What is essential about the property of associativity is /not/ that it requires three hypothetical operands. What is essential, the /point/ of speaking of associativity at all, is that when you have this property of associativity about some algebraic structure, for example groups which have it by definition, then if you're just doing the same operation over-and-over again in some train of computations, then /it does not matter in what order you choose to do the operations (which all consist of the same one type of operation, whatever type that might be). And the simplest, most compact and most general way of describing or illustrating this property is, again, to write something like
a # ( b # c ) = ( a # b ) # c
All that is really going on here is to illustrate that when a choice of order of performing the operations exists, then that choice does not matter.
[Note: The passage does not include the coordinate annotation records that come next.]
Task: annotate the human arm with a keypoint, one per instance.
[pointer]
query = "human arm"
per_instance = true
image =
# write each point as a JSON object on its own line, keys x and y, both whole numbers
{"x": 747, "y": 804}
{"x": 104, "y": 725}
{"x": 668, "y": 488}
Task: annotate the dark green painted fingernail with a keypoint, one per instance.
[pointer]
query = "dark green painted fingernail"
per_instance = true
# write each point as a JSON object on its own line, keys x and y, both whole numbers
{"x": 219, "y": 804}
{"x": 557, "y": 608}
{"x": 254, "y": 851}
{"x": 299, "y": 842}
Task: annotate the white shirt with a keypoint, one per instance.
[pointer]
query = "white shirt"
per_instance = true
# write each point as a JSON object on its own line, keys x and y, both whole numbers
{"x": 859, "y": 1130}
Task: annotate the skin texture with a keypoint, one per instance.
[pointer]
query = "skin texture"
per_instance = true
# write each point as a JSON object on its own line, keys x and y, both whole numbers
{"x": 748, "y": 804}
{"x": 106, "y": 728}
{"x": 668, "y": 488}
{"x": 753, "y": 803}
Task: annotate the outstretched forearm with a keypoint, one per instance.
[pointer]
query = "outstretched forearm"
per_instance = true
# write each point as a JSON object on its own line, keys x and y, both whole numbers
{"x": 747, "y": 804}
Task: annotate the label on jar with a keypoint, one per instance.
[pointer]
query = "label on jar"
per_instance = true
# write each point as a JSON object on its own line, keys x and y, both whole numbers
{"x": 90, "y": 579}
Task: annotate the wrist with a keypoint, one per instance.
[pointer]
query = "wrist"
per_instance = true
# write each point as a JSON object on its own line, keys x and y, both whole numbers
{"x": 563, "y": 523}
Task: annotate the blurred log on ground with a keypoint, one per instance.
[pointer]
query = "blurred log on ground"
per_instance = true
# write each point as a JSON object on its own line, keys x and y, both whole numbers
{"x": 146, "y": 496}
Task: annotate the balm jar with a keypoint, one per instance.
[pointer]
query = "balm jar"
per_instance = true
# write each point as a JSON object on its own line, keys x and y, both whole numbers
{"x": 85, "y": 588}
It follows immediately from the irrelevance of choice when a choice (read: entailing at least two operations) exists, that if you have some finite, yet arbitrarily large chain of operations to be performed (and thus an arbitrarily large yet finite number of possible choices-sequences in which to perform those operations), /it still doesn't matter what order the operations are performed in/. So you can just specify some standard if you like in such a situation.
The above is a very simple example, but being able to make general statements and observations of these kinds is why we speak of the properties in general, in the first place.
Associativity says, "The order in which this one operation is performed (when it is performed many times over some one computation) /does not matter/.
Commutativity says, "The order in which the operands are placed with respect to the (binary) operation /does not matter/.
That these properties variously hold and don't hold with respect to the most elementary, fundamental arithmetic binary operators, is of great interest for doing algebra.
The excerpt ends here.